In early 1942, Baillie-Stewart made a brief return to radio under the alias of “Lancer”. He made several broadcasts for both the Reichsrundfunk and Radio Luxembourg. He spent much time avoiding the more blatant propaganda material he was asked to present. He translated to English the words of “Lili Marleen“, which were sung by Lale Andersen as a form of propaganda towards Allied soldiers but then taken up strongly by the Allies themselves.
In 1944, Baillie-Stewart had himself sent to Vienna for medical treatment, where he was arrested in 1945 in Altaussee, while he was wearing “chamois leather shorts, embroidered braces and a forester’s jacket”, and was sent to Britain to face charges of high treason.
Postwar
Baillie-Stewart avoided execution only because the Attorney-General, Hartley Shawcross, did not think he could successfully try him on charges of high treason since he had German citizenship and instead decided to try him on the lesser charge of “committing an act likely to assist the enemy”. The Security Service (MI5) reportedly lobbied for him to be sent to the Soviet occupation zone of Germany, where there would be no “namby-pamby legal hair-splitting”.

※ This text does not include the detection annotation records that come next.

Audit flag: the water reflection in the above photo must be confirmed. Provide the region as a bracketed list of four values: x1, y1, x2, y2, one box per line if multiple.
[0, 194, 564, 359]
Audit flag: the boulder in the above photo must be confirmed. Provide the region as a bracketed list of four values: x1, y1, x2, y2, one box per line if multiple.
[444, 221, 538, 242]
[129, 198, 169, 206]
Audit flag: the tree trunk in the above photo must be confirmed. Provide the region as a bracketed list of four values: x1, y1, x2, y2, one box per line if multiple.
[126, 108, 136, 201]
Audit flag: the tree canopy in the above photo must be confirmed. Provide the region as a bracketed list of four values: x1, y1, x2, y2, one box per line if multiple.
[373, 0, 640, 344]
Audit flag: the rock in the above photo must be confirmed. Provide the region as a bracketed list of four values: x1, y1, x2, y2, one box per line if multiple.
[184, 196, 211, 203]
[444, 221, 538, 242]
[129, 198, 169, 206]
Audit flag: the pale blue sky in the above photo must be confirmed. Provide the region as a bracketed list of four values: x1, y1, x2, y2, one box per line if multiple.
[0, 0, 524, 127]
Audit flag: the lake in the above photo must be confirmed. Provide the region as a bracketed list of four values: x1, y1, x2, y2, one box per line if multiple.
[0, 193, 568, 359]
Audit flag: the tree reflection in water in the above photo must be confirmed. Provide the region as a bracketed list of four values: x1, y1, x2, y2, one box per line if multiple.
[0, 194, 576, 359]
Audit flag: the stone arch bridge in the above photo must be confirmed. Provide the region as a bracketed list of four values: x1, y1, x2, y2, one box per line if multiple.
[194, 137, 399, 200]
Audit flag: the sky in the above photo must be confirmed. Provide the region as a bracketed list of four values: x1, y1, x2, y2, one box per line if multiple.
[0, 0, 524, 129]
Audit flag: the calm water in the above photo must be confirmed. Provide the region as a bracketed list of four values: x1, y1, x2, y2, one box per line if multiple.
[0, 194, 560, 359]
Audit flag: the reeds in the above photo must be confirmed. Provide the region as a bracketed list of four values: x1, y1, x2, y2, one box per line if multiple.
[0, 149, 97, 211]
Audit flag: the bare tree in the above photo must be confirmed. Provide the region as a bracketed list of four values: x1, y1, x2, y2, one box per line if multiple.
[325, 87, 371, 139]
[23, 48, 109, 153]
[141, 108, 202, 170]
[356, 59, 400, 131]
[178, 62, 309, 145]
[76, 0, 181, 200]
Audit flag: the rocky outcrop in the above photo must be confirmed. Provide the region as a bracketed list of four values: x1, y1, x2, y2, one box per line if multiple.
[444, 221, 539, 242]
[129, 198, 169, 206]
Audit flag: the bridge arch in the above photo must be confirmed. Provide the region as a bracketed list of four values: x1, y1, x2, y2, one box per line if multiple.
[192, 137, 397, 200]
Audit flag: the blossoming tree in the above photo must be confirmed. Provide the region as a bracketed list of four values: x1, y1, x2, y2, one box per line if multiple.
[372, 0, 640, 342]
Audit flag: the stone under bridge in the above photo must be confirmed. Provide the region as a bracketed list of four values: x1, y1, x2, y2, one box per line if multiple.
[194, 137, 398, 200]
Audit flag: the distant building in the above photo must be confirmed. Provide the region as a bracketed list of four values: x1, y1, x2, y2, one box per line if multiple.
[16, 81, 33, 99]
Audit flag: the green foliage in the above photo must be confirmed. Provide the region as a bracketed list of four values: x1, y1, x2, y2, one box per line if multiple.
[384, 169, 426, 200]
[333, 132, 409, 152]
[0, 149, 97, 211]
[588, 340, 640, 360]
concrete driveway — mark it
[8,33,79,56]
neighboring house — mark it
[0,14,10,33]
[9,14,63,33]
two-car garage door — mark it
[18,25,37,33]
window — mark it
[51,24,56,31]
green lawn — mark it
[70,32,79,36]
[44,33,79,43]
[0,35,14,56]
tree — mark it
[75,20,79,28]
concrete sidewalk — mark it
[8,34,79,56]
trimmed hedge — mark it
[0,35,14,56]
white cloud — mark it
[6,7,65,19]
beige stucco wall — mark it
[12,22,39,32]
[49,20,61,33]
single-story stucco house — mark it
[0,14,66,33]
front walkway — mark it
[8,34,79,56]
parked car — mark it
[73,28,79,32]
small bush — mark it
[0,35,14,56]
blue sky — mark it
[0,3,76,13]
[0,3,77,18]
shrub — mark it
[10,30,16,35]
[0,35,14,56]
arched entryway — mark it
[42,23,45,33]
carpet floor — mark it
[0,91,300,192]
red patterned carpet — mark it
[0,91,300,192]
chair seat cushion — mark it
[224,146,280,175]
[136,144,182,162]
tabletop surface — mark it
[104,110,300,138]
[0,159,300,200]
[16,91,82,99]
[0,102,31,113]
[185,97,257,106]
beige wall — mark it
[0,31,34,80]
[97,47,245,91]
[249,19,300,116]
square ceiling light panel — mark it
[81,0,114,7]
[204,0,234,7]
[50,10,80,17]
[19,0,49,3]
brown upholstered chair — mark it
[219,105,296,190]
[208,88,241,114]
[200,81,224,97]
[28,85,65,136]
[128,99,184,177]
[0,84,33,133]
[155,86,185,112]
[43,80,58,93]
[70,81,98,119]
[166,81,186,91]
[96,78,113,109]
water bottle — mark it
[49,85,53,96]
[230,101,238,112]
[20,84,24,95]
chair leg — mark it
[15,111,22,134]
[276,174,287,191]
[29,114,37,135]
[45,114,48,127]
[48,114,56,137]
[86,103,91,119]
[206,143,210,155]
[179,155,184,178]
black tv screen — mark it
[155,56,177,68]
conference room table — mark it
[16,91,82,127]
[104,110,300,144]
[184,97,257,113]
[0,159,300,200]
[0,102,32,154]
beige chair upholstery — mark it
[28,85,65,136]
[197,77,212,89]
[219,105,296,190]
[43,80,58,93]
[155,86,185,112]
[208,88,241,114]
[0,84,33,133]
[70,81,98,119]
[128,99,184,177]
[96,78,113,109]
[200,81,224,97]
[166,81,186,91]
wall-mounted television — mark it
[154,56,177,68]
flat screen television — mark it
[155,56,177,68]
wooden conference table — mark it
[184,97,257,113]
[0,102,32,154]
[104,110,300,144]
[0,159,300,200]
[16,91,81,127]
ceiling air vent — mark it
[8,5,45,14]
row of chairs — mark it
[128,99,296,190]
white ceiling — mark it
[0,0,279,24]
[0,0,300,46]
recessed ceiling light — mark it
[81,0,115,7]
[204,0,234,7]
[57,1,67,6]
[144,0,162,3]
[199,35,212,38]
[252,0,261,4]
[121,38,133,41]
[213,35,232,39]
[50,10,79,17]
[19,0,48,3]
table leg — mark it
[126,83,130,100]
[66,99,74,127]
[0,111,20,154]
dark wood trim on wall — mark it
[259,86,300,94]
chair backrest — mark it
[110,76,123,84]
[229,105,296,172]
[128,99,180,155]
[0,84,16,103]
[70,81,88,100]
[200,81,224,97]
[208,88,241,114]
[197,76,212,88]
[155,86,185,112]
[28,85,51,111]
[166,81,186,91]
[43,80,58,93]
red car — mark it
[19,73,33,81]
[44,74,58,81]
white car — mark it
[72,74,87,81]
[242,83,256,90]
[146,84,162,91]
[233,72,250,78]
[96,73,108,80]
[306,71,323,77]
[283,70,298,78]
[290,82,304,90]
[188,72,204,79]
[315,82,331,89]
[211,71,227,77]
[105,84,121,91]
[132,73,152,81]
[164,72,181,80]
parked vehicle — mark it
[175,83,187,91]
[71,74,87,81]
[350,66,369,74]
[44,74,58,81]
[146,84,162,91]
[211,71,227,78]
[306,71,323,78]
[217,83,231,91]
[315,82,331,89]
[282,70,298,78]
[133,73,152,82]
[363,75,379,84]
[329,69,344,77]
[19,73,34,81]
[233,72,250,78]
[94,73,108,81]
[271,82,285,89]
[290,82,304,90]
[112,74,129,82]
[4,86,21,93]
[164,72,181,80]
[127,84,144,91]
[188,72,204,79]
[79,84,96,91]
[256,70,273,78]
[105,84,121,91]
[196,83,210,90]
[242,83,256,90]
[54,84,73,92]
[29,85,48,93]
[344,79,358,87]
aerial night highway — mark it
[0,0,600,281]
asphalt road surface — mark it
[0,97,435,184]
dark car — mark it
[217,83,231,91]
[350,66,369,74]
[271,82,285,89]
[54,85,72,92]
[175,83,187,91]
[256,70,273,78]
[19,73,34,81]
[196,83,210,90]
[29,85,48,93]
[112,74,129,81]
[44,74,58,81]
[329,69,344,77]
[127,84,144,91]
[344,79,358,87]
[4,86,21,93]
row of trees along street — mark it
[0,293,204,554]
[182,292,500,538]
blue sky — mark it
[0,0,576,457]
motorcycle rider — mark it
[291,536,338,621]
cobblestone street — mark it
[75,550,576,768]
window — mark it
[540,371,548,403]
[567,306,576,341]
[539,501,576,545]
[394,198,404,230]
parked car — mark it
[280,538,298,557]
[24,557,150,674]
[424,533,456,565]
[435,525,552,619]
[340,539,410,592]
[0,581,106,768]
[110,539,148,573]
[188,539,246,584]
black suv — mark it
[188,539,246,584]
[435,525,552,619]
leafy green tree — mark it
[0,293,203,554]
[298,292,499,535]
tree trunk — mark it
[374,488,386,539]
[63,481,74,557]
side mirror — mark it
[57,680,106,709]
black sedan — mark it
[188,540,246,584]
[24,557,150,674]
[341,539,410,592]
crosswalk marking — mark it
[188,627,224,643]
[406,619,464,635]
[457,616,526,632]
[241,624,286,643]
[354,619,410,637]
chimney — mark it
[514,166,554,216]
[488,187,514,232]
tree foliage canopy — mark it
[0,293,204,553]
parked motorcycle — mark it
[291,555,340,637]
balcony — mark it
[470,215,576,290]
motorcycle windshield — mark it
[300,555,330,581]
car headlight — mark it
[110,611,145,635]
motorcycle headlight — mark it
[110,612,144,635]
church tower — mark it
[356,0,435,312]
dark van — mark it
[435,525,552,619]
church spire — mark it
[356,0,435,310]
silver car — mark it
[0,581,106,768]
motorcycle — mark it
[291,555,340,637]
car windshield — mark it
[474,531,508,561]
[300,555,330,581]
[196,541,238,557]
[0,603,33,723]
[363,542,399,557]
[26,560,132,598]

In January 1946, Baillie-Stewart was charged under the 1939 Defence Regulations with aiding the enemy; he pleaded guilty and was sentenced to five years in prison. He was released from HM Prison Parkhurst in May 1949. He moved to Ireland, where he lived under the pseudonyms of James Scott and Patrick Stuart.
In Ireland, he married and settled in the Dublin suburb of Raheny. He had two children before he died of a heart attack after collapsing at a pub in Harmonstown in June 1966. At the time of his death, he had just completed his autobiography, which he had co-written with John Murdock. This was posthumously published in 1967.